If you want to alter the original pointer (as if it was passed by reference and not by value) you need to use a double pointer.

Try this variant:

    int add_element(struct list **list_, void *v)
    {
        struct list *node = malloc(sizeof(struct list));
        node->value = *((int*)v);
        node->next = NULL;

        if(*list_ == NULL)  // dereferencing the double pointer will access the original pointer
        {
            *list_ = node;  // this will change the original pointer
            printf("(*list_)->value = %d\n", (*list_)->value);    // correct copy
            return 0;
        }
        //TODO if not first then  add at end..
        return 0;
    }

    int main()
    {
        struct list *l = initialize(); // l = NULL  
        int i = 10;
        add_element(&l,&i); // notice you are now passing the address of l instead of its value
        if(l == NULL) printf("l == NULL!\n");
        printf("l->value = %d\n", l->value); //should work now
        return 0;
    }

Answer 2

For starters the function initialize

struct list *initialize(void)
{
    struct list * l = NULL;
    return l;
}

does not make great sense. You can just write in main

struct list *l = NULL;

Or the function initialize can look like

inline struct list *initialize(void)
{
    return NULL;
}

The function add_element deals with a copy of the passed list.

int add_element(struct list *list_, void *v);

So any changes of the copy do not influence on the original list.
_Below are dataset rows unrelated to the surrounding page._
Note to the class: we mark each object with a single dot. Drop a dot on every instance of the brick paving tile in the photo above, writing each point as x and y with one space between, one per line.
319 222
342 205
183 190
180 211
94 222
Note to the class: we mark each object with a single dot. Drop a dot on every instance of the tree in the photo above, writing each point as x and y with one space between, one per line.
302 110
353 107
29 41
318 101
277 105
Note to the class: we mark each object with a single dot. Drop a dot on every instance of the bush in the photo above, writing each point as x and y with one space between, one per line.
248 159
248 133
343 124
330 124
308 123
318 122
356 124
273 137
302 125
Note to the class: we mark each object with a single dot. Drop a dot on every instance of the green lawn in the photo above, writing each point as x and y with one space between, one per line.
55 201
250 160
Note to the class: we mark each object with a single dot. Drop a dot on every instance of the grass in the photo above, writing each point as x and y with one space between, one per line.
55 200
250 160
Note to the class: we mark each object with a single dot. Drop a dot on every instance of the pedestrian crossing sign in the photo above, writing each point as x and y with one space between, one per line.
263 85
Also it is unclear why the second parameter has the type void * instead of the type int .

You have to pass the list by reference to the function.

The function can look the following way

int add_element( struct list **head, int value )
{
    struct list *node = malloc( sizeof( struct list ) );
    int success = node != NULL;

    if ( success )
    {
        node->value = value;
        node->next = NULL;

        while ( *head != NULL ) head = &( *head )->next;

        *head = node;
    }

    return success;
}

and called for example like

int i = 10;

if ( !add_element( &l, i ) )
{
    puts( "Error: not enough memory." );
}

Here is a demonstrative program

#include <stdio.h>
#include <stdlib.h>

struct list 
{
    int value;
    struct list *next;
};

static inline struct list * initialize( void )
{
    return NULL;
}

int add_element( struct list **head, int value )
{
    struct list *node = malloc( sizeof( struct list ) );
    int success = node != NULL;

    if ( success )
    {
        node->value = value;
        node->next = NULL;

        while ( *head != NULL ) head = &( *head )->next;

        *head = node;
    }

    return success;
}

void output( struct list *head )
{
    for ( ; head != NULL; head = head->next )
    {
        printf( "%d -> ", head->value );
    }

    puts( "NULL" );
}

int main(void) 
{
    struct list *head = initialize();

    const int N = 10;

    for ( int i = 0; i < N; i++ )
    {
        add_element( &head, i );
    }

    output( head );

    return 0;
}

Its output is

0 -> 1 -> 2 -> 3 -> 4 -> 5 -> 6 -> 7 -> 8 -> 9 -> NULL

Pay attention to that if a new node is appended to the tail of the list then it is better to define the list as a two-sided singly-linked list.